KÜLTÜR

Geçmişten günümüze “Çankırı Halk İnanışları” eser haline getirildi

Dr. Münir Cerrahoğlu’nun “Çankırı Halk İnanışları” kitabı Ihlamur Akademi tarafından yayımlanarak raflardaki yerini aldı.

Abone Ol

Dr. Münir Cerrahoğlu’nun “Çankırı Halk İnanışları” kitabı Ihlamur Akademi tarafından yayımlanarak raflardaki yerini aldı.

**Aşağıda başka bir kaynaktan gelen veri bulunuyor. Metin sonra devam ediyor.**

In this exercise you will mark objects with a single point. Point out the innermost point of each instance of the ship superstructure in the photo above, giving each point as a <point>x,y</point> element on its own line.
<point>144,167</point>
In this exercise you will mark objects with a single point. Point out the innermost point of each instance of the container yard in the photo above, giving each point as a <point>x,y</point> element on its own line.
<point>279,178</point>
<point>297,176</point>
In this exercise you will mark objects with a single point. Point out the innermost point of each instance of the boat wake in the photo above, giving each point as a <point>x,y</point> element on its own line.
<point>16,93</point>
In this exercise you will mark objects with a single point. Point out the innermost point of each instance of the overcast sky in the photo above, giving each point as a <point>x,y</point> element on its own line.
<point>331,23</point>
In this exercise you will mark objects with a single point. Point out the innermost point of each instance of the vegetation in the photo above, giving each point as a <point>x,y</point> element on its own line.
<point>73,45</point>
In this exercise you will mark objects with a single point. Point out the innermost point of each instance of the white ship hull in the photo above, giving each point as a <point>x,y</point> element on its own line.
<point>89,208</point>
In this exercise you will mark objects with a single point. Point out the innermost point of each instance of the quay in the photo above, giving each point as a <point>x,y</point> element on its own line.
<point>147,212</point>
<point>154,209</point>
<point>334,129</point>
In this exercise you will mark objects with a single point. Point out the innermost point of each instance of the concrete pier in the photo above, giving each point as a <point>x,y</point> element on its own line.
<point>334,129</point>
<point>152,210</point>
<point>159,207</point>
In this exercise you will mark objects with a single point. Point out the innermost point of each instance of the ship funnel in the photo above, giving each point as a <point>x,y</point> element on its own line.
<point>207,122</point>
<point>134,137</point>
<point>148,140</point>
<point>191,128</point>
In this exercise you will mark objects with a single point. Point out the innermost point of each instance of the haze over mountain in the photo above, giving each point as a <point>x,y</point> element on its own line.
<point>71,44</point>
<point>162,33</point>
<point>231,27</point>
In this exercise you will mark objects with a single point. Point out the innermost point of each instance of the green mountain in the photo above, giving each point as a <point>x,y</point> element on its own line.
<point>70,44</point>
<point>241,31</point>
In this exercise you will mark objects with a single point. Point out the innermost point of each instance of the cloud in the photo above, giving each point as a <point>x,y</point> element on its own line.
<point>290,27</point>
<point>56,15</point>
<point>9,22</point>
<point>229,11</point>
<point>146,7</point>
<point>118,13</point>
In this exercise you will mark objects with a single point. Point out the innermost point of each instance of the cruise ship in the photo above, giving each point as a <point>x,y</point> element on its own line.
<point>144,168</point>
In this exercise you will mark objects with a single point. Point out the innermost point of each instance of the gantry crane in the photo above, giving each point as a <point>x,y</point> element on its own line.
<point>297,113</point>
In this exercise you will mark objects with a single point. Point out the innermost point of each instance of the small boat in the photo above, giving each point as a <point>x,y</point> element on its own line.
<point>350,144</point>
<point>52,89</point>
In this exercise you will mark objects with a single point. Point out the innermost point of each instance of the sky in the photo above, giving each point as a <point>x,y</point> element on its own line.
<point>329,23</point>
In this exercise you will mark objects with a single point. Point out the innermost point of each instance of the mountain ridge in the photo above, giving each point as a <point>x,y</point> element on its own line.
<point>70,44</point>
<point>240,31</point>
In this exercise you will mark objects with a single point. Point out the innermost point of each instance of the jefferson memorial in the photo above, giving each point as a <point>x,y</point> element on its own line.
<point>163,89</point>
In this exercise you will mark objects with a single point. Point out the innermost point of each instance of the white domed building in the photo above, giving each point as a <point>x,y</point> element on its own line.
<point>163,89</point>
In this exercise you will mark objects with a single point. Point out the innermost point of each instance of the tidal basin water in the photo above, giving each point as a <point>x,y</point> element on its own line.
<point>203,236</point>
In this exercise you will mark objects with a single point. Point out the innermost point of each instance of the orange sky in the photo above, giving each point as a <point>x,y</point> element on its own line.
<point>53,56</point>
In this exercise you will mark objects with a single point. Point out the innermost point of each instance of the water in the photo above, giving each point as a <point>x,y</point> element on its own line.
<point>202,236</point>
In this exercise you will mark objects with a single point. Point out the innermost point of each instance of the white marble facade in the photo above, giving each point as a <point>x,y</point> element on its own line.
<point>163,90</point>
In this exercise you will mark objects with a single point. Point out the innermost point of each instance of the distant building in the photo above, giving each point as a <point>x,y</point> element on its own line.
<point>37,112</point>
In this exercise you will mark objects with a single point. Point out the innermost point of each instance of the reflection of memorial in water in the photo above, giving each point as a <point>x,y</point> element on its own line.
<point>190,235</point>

Kitabın müellifi Dr. Münir Cerrahoğlu, “Çankırı Halk İnanışları” eserinin dört yıllık bir çalışma ürünü olduğunu belirterek eserle ilgili Çankırı Postası Haber Merkezimize şu bilgileri verdi: 

Çankırı halk kültürünün önemli bir şubesi olarak gördüğümüz halk inanışlarının yok olmaması, unutulmaması için yola çıktığımız bu çalışmayla, halk inanışları ile ilgili yaşayan kültür öğeleri derlenmiş, kayıt altına alınmış, halk inanışları ile diğer kültürel unsurlar arasındaki ilişkileri belirlenmek suretiyle eser hâline getirilmiştir. Çocukluğu ve gençliği Çankırı’da geçmiş biri olarak çalışma alanının dili ve kültürünü yakından tanımamın çalışma ruhuna ayrı bir mânâ, esere ise zenginlik kattığını belirtmek isterim.

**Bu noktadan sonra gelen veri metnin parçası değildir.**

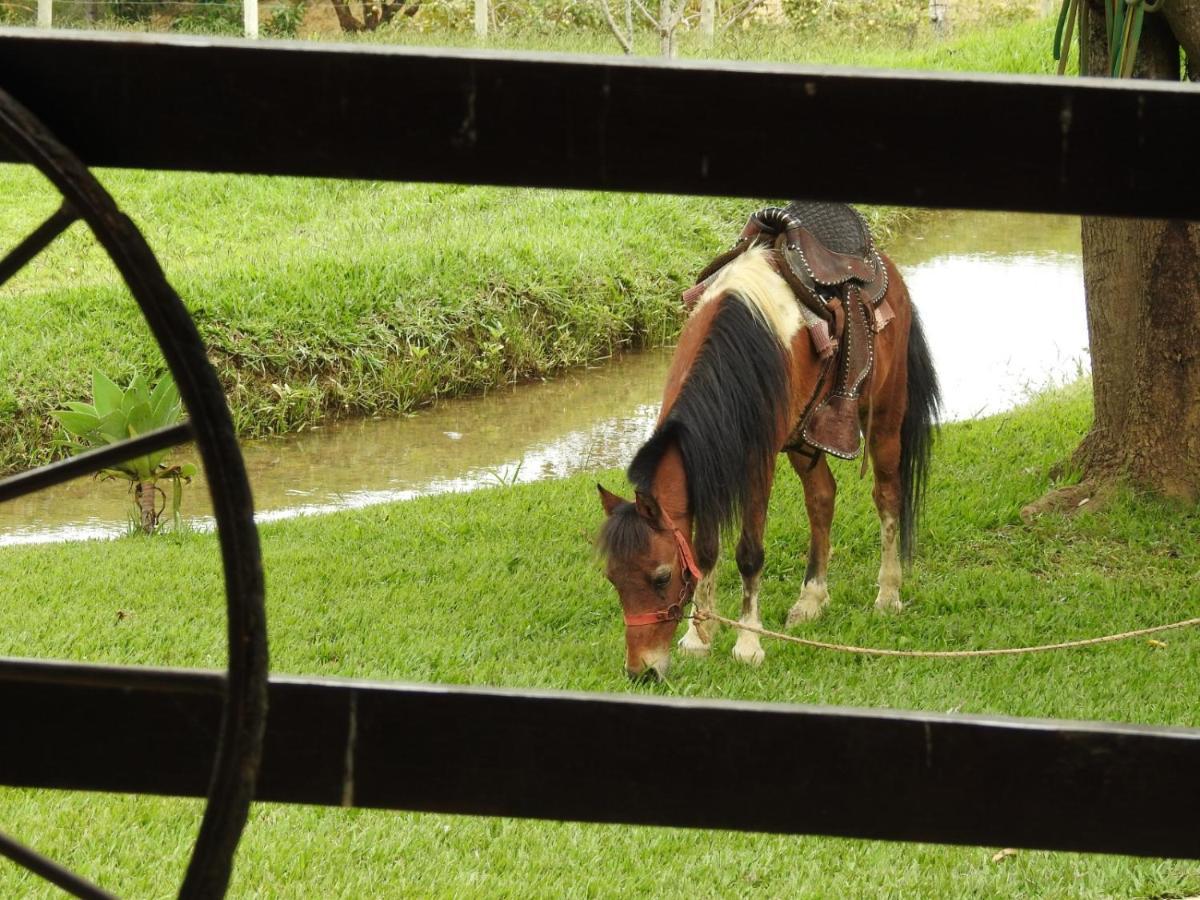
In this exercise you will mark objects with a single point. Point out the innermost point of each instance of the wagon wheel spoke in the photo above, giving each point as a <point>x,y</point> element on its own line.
<point>94,461</point>
<point>39,240</point>
<point>51,870</point>
<point>243,719</point>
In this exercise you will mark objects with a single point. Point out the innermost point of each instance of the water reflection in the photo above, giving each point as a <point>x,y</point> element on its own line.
<point>1001,297</point>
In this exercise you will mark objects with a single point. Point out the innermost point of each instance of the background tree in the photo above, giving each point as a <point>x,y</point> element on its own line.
<point>375,13</point>
<point>670,17</point>
<point>1141,280</point>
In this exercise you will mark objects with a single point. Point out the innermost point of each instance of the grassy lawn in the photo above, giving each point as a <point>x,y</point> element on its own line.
<point>321,299</point>
<point>449,589</point>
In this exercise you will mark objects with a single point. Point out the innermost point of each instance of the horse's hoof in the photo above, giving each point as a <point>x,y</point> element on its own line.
<point>888,601</point>
<point>694,646</point>
<point>811,604</point>
<point>749,653</point>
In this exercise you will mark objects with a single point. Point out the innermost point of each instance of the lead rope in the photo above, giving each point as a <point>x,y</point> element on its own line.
<point>699,616</point>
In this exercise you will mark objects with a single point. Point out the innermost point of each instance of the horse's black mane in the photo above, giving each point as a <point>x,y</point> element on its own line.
<point>725,420</point>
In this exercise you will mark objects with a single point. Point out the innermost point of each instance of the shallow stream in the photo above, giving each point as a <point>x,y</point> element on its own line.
<point>1001,297</point>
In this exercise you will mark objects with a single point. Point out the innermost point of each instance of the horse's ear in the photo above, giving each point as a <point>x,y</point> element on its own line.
<point>609,499</point>
<point>648,508</point>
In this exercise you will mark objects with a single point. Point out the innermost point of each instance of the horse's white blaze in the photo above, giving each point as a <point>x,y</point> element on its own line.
<point>889,565</point>
<point>763,289</point>
<point>749,649</point>
<point>697,640</point>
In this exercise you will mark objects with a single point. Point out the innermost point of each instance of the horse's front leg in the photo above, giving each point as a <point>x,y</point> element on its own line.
<point>820,491</point>
<point>886,463</point>
<point>699,639</point>
<point>750,558</point>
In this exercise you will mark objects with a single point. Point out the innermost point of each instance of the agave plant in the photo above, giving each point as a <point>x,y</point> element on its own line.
<point>117,414</point>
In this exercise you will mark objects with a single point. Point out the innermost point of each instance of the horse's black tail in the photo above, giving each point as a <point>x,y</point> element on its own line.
<point>917,433</point>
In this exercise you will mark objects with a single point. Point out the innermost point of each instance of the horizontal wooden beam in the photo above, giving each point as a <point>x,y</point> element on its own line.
<point>373,112</point>
<point>887,775</point>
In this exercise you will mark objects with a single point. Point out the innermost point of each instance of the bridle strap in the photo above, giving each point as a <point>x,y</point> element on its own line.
<point>691,576</point>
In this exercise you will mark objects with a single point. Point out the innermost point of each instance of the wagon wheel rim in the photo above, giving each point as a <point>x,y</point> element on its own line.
<point>244,711</point>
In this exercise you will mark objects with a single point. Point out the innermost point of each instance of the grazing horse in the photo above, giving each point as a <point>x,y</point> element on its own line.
<point>743,379</point>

“Çankırı Halk İnanışları” kitabımızla Çankırı halk inanışlarının tarihî ve kültürel zeminini yakalamaya çalıştık. Eski Türk inanışlarıyla günümüz Türk inanışlarının paralelliğini bu şekilde sağlayabileceğimizi düşündük. Hayatın geçiş dönemlerini, yöredeki inanış ve pratikler çerçevesinde değerlendirerek eski inanışlarımızla benzerliklerini bulabildiğimiz kadarıyla tespite çalıştık. İnanışların bir takım fonksiyon ve motifleri değişime uğrasa bile kendisine şekil vererek günümüze kadar ulaşması, onların en güçlü yanlarındandır. Bu yüzden İslamiyet öncesi Türk halk inanışlarının büyük bir bölümünün Çankırı’da devam etmesi, Şamanizm döneminde uygulanan birçok pratikle, yörede yaşayan insanların uyguladığı pratiklerin örtüşmesi kısaca Orta Asya’dan izler taşıması şaşırtıcı olmamalıdır. Bu anlamda Çankırı özünden çok fazla ödün vermeden, kimliğini koruyan bir yapıdadır diyebiliriz. Yöre halkı asıl kaynağı konusunda kesin bir bilgiye sahip olmasa bile uyguladığı pek çok pratiğin Türk inanışlarına ait eski form ve işleyişlerine ait olması, günümüzün değişen her türlü düşünce ve yaşantı tarzına rağmen eski inanış kalıplarını koruması, eski inanışlarla günümüz halk inanışları arasında kurduğu yapının ne denli güçlü ve güçlü olduğunun önemli bir göstergesidir diyebiliriz.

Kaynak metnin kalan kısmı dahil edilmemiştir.